Q: What record do you most value -- and why?

JK: Probably Mickey Katz’s Mish Mosh. It’s a testament to Katz’s genius as a Jewish parodist of American culture, a real masterpiece of musical comedy. I think that learning about Katz was responsible for my interest in collecting and archiving. His music opened the door for me to an alternative history of Jewish American musical history, one that is radical, anti-assimilationist, and still profoundly fun. He started the avalanche for me.

Q: Why was there such a simpatico connection between Latin sounds and artists and Jewish material and themes?

JK: That’s a big question with a really long answer, but here’s a short version: They often lived side by side in New York neighborhoods. Jews were huge mambo fans. Latinos played plenty of Jewish weddings and bar mitzvahs. Catskills resort owners were some of the greatest advocates and promoters of Latin music in the ‘40s and ‘50s. Yiddish and Latin radio shows often aired next to each other on the same radio stations.
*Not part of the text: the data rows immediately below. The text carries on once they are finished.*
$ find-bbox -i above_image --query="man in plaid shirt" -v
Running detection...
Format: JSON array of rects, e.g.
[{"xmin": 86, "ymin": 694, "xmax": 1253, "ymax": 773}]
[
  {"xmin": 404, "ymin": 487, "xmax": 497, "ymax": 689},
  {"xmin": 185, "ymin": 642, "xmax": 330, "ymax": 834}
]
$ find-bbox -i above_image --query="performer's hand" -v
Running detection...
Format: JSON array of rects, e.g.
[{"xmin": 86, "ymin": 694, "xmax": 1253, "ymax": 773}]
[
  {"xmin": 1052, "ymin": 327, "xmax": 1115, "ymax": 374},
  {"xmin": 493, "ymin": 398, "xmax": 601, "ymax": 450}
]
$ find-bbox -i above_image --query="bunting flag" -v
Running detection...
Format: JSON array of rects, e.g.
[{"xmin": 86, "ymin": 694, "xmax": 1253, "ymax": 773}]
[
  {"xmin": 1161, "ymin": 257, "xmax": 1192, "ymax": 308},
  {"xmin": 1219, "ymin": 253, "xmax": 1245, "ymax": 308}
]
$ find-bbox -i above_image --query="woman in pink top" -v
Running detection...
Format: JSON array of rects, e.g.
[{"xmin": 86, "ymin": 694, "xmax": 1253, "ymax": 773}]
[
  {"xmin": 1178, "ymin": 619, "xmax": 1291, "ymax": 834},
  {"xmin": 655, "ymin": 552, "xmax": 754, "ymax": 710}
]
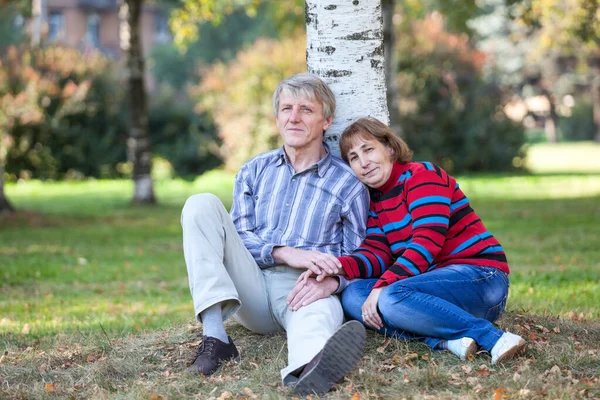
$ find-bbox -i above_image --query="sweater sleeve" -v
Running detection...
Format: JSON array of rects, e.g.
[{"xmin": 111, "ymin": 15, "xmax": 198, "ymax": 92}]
[
  {"xmin": 338, "ymin": 210, "xmax": 393, "ymax": 279},
  {"xmin": 374, "ymin": 166, "xmax": 454, "ymax": 288}
]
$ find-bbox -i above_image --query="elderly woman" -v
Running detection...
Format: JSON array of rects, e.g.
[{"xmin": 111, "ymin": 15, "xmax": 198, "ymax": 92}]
[{"xmin": 308, "ymin": 118, "xmax": 525, "ymax": 364}]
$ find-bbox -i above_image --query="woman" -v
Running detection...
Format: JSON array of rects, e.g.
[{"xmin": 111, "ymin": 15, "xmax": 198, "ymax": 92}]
[{"xmin": 309, "ymin": 118, "xmax": 525, "ymax": 364}]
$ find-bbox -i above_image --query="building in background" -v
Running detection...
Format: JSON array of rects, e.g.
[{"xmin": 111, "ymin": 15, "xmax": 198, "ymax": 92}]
[{"xmin": 41, "ymin": 0, "xmax": 171, "ymax": 88}]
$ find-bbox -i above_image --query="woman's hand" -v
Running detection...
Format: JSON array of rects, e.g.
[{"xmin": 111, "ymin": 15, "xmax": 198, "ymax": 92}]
[
  {"xmin": 273, "ymin": 246, "xmax": 342, "ymax": 281},
  {"xmin": 362, "ymin": 288, "xmax": 384, "ymax": 330}
]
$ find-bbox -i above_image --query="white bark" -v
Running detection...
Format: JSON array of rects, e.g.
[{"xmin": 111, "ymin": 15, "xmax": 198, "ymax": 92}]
[{"xmin": 306, "ymin": 0, "xmax": 389, "ymax": 154}]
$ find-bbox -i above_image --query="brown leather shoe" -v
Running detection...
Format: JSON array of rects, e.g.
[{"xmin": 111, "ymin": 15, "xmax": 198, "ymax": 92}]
[
  {"xmin": 294, "ymin": 321, "xmax": 367, "ymax": 396},
  {"xmin": 187, "ymin": 336, "xmax": 240, "ymax": 376}
]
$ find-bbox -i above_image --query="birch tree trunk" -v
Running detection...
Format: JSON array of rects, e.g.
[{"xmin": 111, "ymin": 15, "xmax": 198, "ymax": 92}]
[
  {"xmin": 306, "ymin": 0, "xmax": 389, "ymax": 155},
  {"xmin": 381, "ymin": 0, "xmax": 402, "ymax": 134},
  {"xmin": 119, "ymin": 0, "xmax": 156, "ymax": 204},
  {"xmin": 0, "ymin": 163, "xmax": 15, "ymax": 213}
]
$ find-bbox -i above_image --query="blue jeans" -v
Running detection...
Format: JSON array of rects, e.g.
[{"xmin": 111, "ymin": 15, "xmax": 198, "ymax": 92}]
[{"xmin": 342, "ymin": 265, "xmax": 509, "ymax": 351}]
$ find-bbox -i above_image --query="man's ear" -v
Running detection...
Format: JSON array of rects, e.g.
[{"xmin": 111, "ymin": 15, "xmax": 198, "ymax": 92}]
[{"xmin": 323, "ymin": 117, "xmax": 333, "ymax": 131}]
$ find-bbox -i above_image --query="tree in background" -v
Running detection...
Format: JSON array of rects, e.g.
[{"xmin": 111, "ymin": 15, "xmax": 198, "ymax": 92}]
[
  {"xmin": 396, "ymin": 13, "xmax": 524, "ymax": 173},
  {"xmin": 119, "ymin": 0, "xmax": 156, "ymax": 204},
  {"xmin": 0, "ymin": 0, "xmax": 25, "ymax": 213},
  {"xmin": 509, "ymin": 0, "xmax": 600, "ymax": 142},
  {"xmin": 190, "ymin": 34, "xmax": 306, "ymax": 171}
]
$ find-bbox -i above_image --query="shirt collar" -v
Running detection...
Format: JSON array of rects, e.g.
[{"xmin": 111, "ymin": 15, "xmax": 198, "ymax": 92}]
[{"xmin": 276, "ymin": 142, "xmax": 333, "ymax": 178}]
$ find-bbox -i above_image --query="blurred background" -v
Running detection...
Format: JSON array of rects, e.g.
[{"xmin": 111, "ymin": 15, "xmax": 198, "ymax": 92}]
[
  {"xmin": 0, "ymin": 0, "xmax": 600, "ymax": 342},
  {"xmin": 0, "ymin": 0, "xmax": 600, "ymax": 195}
]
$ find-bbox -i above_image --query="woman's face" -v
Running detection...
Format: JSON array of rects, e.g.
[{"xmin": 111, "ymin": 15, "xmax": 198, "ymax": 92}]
[{"xmin": 348, "ymin": 133, "xmax": 394, "ymax": 189}]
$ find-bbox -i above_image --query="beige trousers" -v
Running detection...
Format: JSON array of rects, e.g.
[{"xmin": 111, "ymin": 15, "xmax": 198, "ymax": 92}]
[{"xmin": 181, "ymin": 193, "xmax": 344, "ymax": 383}]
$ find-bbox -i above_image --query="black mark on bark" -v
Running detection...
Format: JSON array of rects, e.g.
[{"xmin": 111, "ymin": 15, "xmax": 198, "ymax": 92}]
[
  {"xmin": 317, "ymin": 46, "xmax": 335, "ymax": 55},
  {"xmin": 323, "ymin": 69, "xmax": 352, "ymax": 78}
]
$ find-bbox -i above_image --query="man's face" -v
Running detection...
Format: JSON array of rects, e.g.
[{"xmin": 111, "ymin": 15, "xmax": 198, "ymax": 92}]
[{"xmin": 277, "ymin": 90, "xmax": 333, "ymax": 150}]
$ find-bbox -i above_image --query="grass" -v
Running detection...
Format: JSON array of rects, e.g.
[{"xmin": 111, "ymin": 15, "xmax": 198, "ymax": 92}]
[
  {"xmin": 526, "ymin": 142, "xmax": 600, "ymax": 173},
  {"xmin": 0, "ymin": 148, "xmax": 600, "ymax": 399}
]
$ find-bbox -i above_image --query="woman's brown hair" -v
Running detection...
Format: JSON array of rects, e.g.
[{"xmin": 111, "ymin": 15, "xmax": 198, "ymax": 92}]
[{"xmin": 340, "ymin": 117, "xmax": 412, "ymax": 163}]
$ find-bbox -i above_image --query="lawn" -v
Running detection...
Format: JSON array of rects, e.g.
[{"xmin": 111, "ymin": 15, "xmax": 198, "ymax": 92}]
[{"xmin": 0, "ymin": 157, "xmax": 600, "ymax": 399}]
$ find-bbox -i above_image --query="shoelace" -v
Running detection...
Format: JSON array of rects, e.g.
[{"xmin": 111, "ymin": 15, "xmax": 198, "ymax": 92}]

I think, in part, what attracted Jews so much to Latin music was that it offered them a way to be American without losing their Jewishness, new musical languages that allowed them to rewrite Jewish identity -- for example, there are tons of Jewish Latin albums that feature Yiddish tunes set to Latin rhythms.

Q: Why did the Jewish record market languish?

JK: It has a lot to do, I think, with the status of Jews in the mix of American culture. There was a time when putting out explicitly Jewish material resonated with Jewish audiences, and then there have been plenty of times when Jewish audiences wanted to buy anything but Jewish material. After the trauma of World War II, the idea of maintaining any kind of Jewish difference from the mainstream was not a road many American Jews were interested in pursuing.











Q: Tell me about the next related installment at the museum?

JK: We are organizing an exhibition inspired by our forthcoming compilation, Black Sabbath, a musical guide to Black-Jewish relations that features African American artists like Aretha Franklin, Nina Simone, the Temptations, and Johnny Mathis performing Jewish material.

Q: What sort of response has the book -- and exhibit -- received? Do you think the work will open the eyes of a new generation of musicmakers and listeners?

JK: We have been really thrilled by the reception to both. Everywhere we go we meet people who share their stories with us, give us their LPs, connect us to musicians and collectors who can help. With the exhibition, I think people are enjoying the opportunity to sit with the music, to hold the LPs, and listen to songs in a living room. We really tried to make these LPs come alive as living material, and people can sit and quietly reflect on what they see and hear.

Q: Will “Jews on Vinyl” travel?

JK: It opens later this spring at the Skirball Cultural Center in Los Angeles.

Q: What's coming up next for you?

JK: After the release of Black Sabbath, we will be organizing a series of big concert events in San Francisco, New York, and Los Angeles that all unite veteran musicians with younger artists. In the winter, we will also be releasing a collection of ‘60s and ‘70s Israeli psych-rock, a kind of “Jewish Nuggets.” And all year long we are traveling the country to record detailed video testimonies of veteran Jewish American musicians, which will be available for viewing on our Web site, idelsohnsociety.com.